“The coronavirus is a conspiracy theory,” insisted a friend of mine recently. Many people in Pakistan believe this new virus is fake. They say it’s a way for the “west” to stop Muslims from going to mosques, or a way for the Pakistani government to make money off donations.
But my friend is a doctor. He works in a hospital. He sees Covid-19 patients. “I used to be really careful about taking all precautions to avoid the disease,” he told me recently. “But not anymore. I don’t think it’s that serious. I think it’s all made up.”
Why does my friend think this way?
Pakistan has largely avoided the worst ravages of the coronavirus so far – with over 100,000 confirmed cases, we’ve had just over 2,000 deaths. Compare this with Brazil, which has a comparable population, but the number of confirmed cases there is above 711,000 and the number of deaths is above 37,000.
And yet, Pakistan is not out of the woods, while complacency is helping spread the disease further. But our government – federal and provincial – isn’t engaging the community effectively, or undertaking social mobilization to ensure factual information reaches the public.
Instead, conspiracy theories and misinformation are swirling about. Even worse, a sense of shame or stigma is now surrounding the disease.
I’ve heard people say that they can’t contract the coronavirus because they pray five times a day or because they are good Muslims, implying thereby that those who do contract the disease are somehow dirty or lesser Muslims. And that’s led to an increase in the stigma surrounding this disease, which, to many, isn't even a real disease. Such is the confusion many people live in right now.
One patient who recovered from COVID-19 told me that his friends do not even return his greetings, his salams, anymore. “People think I can still give them the disease,” he said – and they will not even treat him as a member of society as a result.

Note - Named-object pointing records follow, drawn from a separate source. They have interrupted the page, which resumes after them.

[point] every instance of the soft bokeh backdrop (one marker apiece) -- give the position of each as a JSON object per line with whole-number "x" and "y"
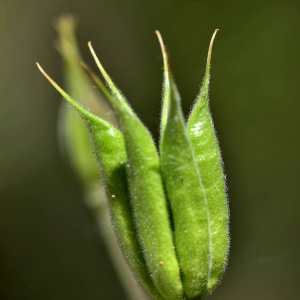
{"x": 50, "y": 247}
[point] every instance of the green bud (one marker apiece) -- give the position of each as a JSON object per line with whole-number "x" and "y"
{"x": 176, "y": 251}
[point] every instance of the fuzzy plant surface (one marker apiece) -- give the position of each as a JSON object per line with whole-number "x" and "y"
{"x": 169, "y": 210}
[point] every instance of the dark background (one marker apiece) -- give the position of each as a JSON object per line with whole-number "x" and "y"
{"x": 49, "y": 244}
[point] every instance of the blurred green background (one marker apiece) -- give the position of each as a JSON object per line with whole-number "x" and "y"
{"x": 50, "y": 247}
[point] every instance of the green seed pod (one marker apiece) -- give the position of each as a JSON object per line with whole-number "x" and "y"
{"x": 209, "y": 162}
{"x": 184, "y": 189}
{"x": 147, "y": 197}
{"x": 110, "y": 151}
{"x": 73, "y": 135}
{"x": 191, "y": 172}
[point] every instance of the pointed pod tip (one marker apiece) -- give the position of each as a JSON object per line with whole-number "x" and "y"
{"x": 161, "y": 42}
{"x": 42, "y": 70}
{"x": 212, "y": 39}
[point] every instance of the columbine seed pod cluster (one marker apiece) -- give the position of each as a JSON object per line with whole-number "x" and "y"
{"x": 169, "y": 210}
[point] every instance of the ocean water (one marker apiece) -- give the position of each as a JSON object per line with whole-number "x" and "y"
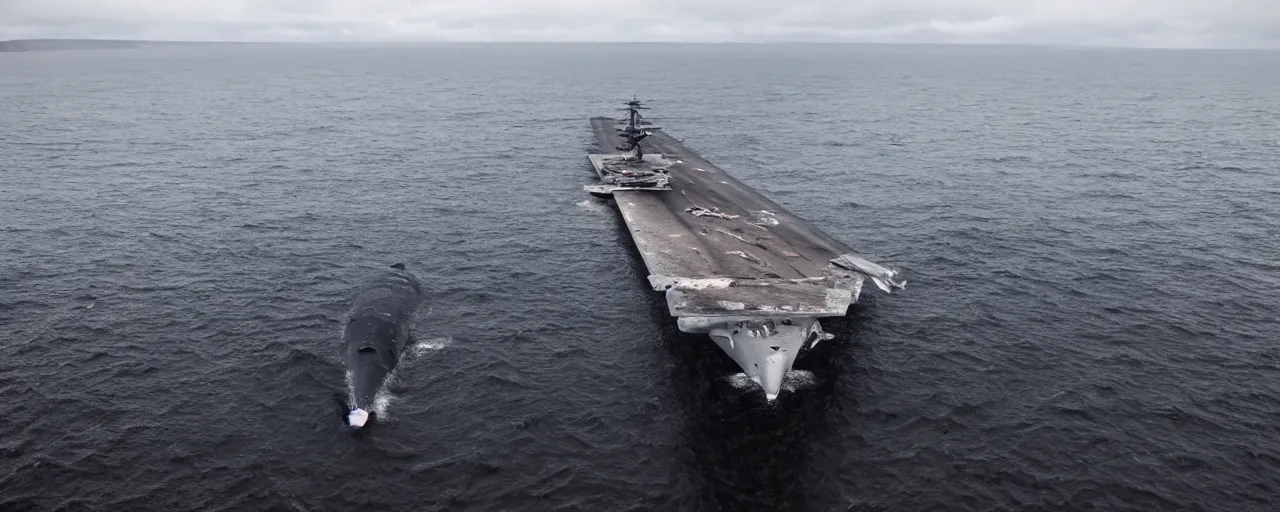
{"x": 1088, "y": 236}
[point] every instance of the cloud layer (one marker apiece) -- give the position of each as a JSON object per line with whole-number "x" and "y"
{"x": 1162, "y": 23}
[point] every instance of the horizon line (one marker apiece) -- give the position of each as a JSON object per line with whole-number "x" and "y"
{"x": 1055, "y": 45}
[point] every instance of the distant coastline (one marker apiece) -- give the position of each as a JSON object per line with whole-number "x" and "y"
{"x": 55, "y": 45}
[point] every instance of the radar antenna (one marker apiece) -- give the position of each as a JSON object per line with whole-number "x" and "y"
{"x": 632, "y": 132}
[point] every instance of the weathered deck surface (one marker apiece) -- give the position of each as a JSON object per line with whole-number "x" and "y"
{"x": 764, "y": 261}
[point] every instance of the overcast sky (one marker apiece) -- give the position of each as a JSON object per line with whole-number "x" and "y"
{"x": 1164, "y": 23}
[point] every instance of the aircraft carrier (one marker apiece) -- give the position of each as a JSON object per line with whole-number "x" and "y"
{"x": 731, "y": 263}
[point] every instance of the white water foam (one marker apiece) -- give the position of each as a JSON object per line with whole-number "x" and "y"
{"x": 429, "y": 344}
{"x": 799, "y": 379}
{"x": 594, "y": 206}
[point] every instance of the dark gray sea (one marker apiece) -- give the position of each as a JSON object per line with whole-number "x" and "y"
{"x": 1089, "y": 238}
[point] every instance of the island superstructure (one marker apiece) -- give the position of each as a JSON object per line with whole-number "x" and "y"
{"x": 731, "y": 263}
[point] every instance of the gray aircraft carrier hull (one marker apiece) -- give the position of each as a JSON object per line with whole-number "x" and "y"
{"x": 731, "y": 263}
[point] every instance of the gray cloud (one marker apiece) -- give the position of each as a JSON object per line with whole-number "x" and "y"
{"x": 1169, "y": 23}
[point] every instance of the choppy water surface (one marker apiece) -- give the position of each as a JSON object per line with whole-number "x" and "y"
{"x": 1089, "y": 238}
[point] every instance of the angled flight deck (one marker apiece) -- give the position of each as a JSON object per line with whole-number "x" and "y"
{"x": 732, "y": 264}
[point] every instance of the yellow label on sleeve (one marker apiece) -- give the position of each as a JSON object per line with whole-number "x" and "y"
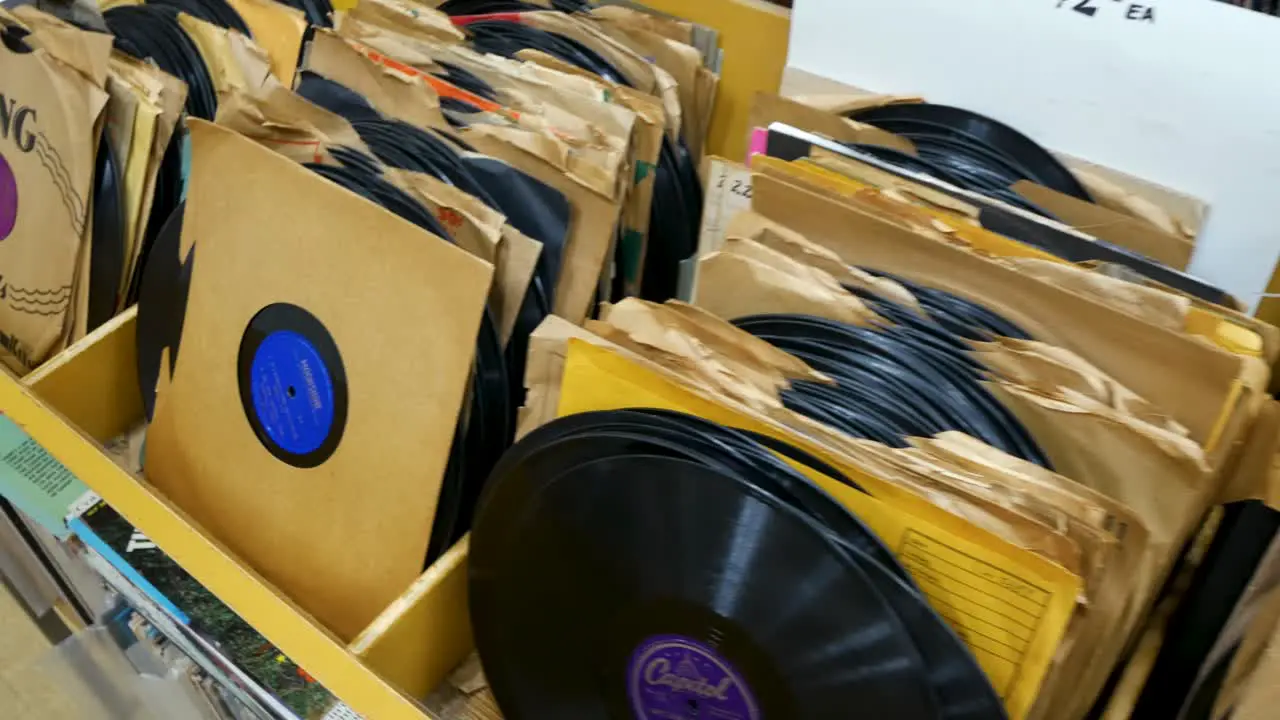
{"x": 1010, "y": 606}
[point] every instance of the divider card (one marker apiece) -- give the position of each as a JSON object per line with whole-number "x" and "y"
{"x": 1010, "y": 606}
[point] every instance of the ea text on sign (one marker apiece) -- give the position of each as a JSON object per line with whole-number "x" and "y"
{"x": 1123, "y": 8}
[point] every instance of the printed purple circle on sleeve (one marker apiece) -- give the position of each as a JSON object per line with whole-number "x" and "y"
{"x": 677, "y": 678}
{"x": 8, "y": 199}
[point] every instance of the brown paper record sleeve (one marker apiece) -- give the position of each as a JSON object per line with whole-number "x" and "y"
{"x": 346, "y": 537}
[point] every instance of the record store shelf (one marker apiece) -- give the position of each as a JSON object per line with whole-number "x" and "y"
{"x": 88, "y": 395}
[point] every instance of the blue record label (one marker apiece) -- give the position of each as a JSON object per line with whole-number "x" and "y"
{"x": 292, "y": 392}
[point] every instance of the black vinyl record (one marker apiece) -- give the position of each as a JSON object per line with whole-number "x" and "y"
{"x": 649, "y": 611}
{"x": 647, "y": 564}
{"x": 106, "y": 259}
{"x": 165, "y": 281}
{"x": 292, "y": 384}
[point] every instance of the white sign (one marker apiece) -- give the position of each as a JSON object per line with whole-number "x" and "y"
{"x": 1182, "y": 92}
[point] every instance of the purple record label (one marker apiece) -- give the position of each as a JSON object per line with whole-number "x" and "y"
{"x": 676, "y": 678}
{"x": 8, "y": 199}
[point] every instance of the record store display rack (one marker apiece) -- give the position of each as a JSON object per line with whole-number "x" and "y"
{"x": 410, "y": 359}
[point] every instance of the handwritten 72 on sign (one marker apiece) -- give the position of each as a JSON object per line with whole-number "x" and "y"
{"x": 1129, "y": 10}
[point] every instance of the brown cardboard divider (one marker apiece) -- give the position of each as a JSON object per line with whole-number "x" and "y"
{"x": 87, "y": 395}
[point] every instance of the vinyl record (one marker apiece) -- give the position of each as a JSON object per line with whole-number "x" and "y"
{"x": 292, "y": 384}
{"x": 106, "y": 260}
{"x": 161, "y": 306}
{"x": 170, "y": 187}
{"x": 325, "y": 352}
{"x": 979, "y": 131}
{"x": 152, "y": 32}
{"x": 616, "y": 578}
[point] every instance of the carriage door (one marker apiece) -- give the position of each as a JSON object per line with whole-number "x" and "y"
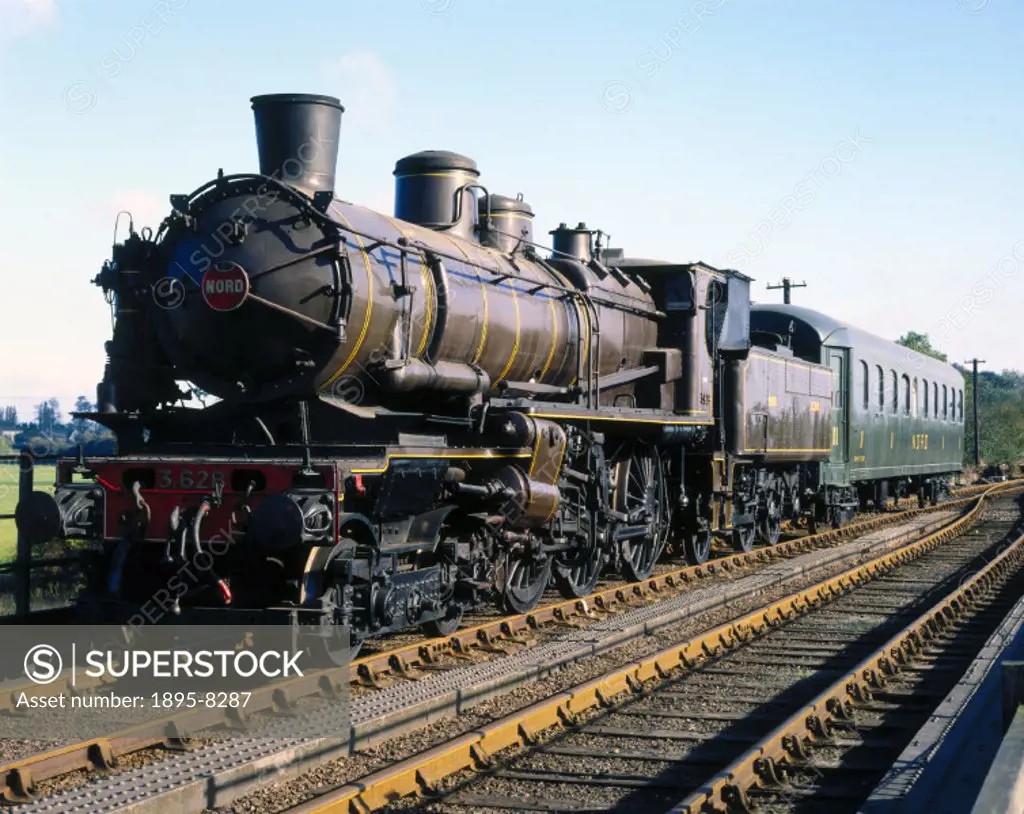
{"x": 838, "y": 362}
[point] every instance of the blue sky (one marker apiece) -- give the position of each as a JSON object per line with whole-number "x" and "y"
{"x": 871, "y": 148}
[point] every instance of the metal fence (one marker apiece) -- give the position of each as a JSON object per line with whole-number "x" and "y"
{"x": 24, "y": 562}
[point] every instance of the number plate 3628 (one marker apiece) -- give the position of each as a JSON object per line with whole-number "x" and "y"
{"x": 188, "y": 478}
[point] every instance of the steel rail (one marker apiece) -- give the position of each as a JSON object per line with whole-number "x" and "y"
{"x": 18, "y": 778}
{"x": 369, "y": 670}
{"x": 766, "y": 765}
{"x": 421, "y": 774}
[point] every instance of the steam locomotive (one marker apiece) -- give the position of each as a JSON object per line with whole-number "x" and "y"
{"x": 421, "y": 413}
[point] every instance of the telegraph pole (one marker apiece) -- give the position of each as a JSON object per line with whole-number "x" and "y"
{"x": 786, "y": 285}
{"x": 974, "y": 388}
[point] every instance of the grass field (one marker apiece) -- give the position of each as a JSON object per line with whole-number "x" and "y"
{"x": 8, "y": 500}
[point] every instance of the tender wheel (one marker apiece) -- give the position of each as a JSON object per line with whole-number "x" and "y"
{"x": 640, "y": 491}
{"x": 520, "y": 583}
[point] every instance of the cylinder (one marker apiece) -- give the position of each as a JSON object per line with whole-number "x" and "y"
{"x": 511, "y": 226}
{"x": 571, "y": 244}
{"x": 431, "y": 190}
{"x": 297, "y": 138}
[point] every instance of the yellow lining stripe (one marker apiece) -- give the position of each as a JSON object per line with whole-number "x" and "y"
{"x": 428, "y": 283}
{"x": 786, "y": 450}
{"x": 454, "y": 174}
{"x": 370, "y": 304}
{"x": 558, "y": 468}
{"x": 445, "y": 456}
{"x": 554, "y": 340}
{"x": 516, "y": 215}
{"x": 573, "y": 417}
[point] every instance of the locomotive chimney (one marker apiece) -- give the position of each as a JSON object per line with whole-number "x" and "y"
{"x": 297, "y": 138}
{"x": 574, "y": 244}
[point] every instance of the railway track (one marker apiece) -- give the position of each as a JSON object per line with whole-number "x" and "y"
{"x": 399, "y": 655}
{"x": 788, "y": 705}
{"x": 20, "y": 776}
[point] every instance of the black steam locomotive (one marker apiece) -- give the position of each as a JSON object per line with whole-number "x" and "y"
{"x": 420, "y": 413}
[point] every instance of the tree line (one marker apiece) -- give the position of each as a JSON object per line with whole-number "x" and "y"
{"x": 48, "y": 433}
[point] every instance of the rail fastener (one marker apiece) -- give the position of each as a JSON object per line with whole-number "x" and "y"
{"x": 421, "y": 774}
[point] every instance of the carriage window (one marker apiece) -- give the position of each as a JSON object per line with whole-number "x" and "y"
{"x": 865, "y": 385}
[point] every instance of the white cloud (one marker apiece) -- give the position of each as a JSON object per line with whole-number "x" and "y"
{"x": 366, "y": 86}
{"x": 23, "y": 17}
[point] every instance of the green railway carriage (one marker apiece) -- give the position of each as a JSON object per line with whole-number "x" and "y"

The stigma is also killing people. Sick people are refusing to get treatment, as they’re afraid of going to the hospital. Others go when it’s already too late to get proper medical care. These are very much part of the reason why the death rates for Covid-19 are so high in KP.
Policies haven’t helped much either. Weeks after the pandemic began spreading, authorities prevented families from participating in burial rites. This resulted in sick people staying away from hospitals. After all, nobody wants to die alone or be buried by strangers. This also led to the spread of rumors that the caskets being used to transport dead bodies to graveyards were empty. Otherwise, the theory goes, the authorities would have allowed the family members to attend the ceremony. Later, the protocols were changed, but the damage had been done.
Pakistan has been making enormous efforts to deal with the technical and medical aspects of this disease. But what we health workers can see now, more than two months into this pandemic, is that it has ignored the equally important social and cultural aspects. It has not dealt with the misinformation pandemic. It means that conspiracy theories and stigma abound, and it’s killing people. The government could have avoided much of this by engaging community members and building mutual trust.
Public health officials should know this. The World Health Organization published interim guidelines to deal with the cultural and social aspects of the Covid-19 pandemic, and it’s widely available. The government should be ensuring that accurate information is reaching the public in their languages, in ways they can understand.
There’s no space in a pandemic for shoulder-shrugging, for dismissing people as being ignorant or "jahil" – this kind of elitism is not only fatal in a pandemic, it ignores the decades of neglect in our country’s education system, which has, in turn, created generations of illiterate men and women. A successful communications strategy has to reach everybody – not just people with access to Facebook or Twitter.
Authorities can engage other agencies, organizations, community planners, social scientists, clerics, community elders, local politicians and influential people. They should monitor messaging and keep modifying content to ensure that it is effective while also allaying people’s fears.
We – health workers, public officials, frontline workers – are fighting two pandemics: a physiological disease, and misinformation. But we only seem to be focusing on one.